Remove your boat from the water and place it on a trailer, if you have it moored or docked. Transport it to a convenient work location. Before you check the lower unit gear oil, make sure the boat trailer does not sit on an incline -- the surface must be flat and level. Adjust your motor position so that it sits straight up and down -- you cannot check the gear oil level with the engine trimmed up or down, or locked in the upright position.

Step 2

Place a drain pan directly under the lower unit. Locate the top vent hole oil plug on the lower unit side case. Refer to your owner's service manual for its location, if you have trouble finding it. The vent hole plug will be high up on the lower unit case and marked accordingly. The screw plug will sit countersunk and have a large slot screw head. Use a large flat screwdriver to turn the screw counterclockwise and remove the plug.

Step 3

Watch the vent hole after you remove the vent plug. If the oil level sits at the proper level, oil will begin to seep out of the hole and dribble down the lower unit case. This indicates a full level, so you can replace the vent plug and tighten it with a screwdriver. If you see no overflow from the vent hole, stick your pinky finger down into the hole and pull it out.

Step 4

Use a curled up piece of scrap paper, bent at a 90-degree angle, to check in the same fashion. No oil on your finger, or oil that sits below the vent hole opening, means you need to add lower gear case oil.
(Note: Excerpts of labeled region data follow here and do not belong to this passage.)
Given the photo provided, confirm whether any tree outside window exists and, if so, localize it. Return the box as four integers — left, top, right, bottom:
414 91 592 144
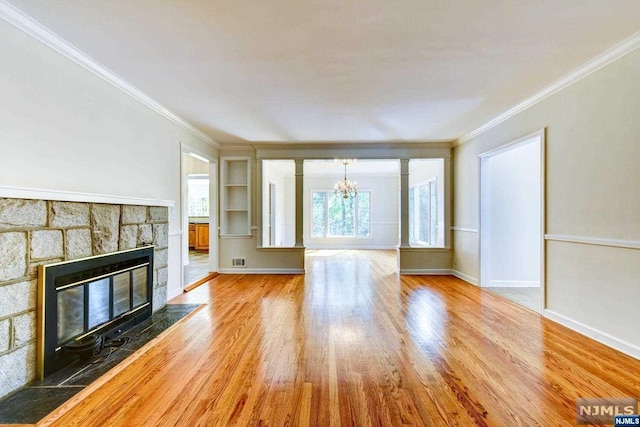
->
311 191 371 237
409 178 438 246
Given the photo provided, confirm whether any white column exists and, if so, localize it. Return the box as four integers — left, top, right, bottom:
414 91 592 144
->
400 159 410 248
295 159 304 247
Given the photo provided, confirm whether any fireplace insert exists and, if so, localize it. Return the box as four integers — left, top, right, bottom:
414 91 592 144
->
37 246 153 379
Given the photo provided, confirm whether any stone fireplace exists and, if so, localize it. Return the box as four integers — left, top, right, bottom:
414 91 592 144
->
0 198 168 397
36 246 153 379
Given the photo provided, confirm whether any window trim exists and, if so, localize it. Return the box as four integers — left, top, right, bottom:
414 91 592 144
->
309 189 373 240
409 176 442 248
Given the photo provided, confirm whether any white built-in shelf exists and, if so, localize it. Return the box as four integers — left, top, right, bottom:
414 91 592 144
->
220 157 251 237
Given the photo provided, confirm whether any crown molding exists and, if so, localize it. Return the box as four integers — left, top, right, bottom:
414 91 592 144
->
454 32 640 147
0 0 220 149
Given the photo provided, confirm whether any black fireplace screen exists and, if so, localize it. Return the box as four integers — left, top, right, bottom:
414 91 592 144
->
38 246 153 378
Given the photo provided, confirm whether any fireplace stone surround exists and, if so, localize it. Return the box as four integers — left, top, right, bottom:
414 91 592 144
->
0 198 168 397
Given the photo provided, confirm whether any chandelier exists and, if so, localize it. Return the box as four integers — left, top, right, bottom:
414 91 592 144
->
333 159 358 199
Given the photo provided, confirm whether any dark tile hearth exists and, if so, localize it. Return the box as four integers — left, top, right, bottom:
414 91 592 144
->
0 304 199 424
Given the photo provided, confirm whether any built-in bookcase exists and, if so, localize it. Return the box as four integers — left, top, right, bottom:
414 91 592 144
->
220 157 251 237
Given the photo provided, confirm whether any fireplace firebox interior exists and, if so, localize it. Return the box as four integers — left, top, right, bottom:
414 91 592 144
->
37 246 153 379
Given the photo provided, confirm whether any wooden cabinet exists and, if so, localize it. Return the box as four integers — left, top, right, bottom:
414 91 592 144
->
195 224 209 252
189 224 196 249
220 157 251 237
189 223 209 252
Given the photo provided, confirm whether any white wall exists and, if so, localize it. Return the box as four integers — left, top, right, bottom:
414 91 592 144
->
454 45 640 357
0 20 216 302
481 137 542 287
304 174 400 249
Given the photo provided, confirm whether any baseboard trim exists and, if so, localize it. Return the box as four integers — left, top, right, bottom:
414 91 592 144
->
183 271 218 292
543 309 640 359
451 270 480 286
486 280 540 288
305 245 398 251
219 268 304 274
400 268 452 276
451 226 478 233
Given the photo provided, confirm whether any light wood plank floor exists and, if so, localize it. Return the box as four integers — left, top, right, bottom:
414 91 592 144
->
44 251 640 426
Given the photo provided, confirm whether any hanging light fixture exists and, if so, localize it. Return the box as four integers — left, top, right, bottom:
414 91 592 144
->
333 159 358 199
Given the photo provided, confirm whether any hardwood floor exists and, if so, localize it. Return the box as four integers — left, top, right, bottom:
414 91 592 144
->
43 251 640 426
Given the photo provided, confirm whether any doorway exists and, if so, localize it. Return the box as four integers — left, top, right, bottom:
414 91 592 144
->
182 146 217 289
480 131 544 312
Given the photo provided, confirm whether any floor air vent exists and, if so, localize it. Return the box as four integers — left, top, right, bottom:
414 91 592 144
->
231 258 247 267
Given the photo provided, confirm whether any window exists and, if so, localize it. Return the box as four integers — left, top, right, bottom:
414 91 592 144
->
187 176 209 216
409 178 438 246
311 191 371 237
In the case of a full or low oil level, examine the oil for a tan or cream-like color and frothy appearance. Lower gear case oil that resembles the color and consistency of a milkshake indicates water contamination. Water in the oil points to a bad seal or gasket.

Step 5

Rub the oil between your fingers and feel for grit. Look at a smear of the oil in the sunlight and notice if it has any shiny metal reflections. Metal slivers in the oil indicate metal bearing shavings. Change the oil if it shows any of these symptoms.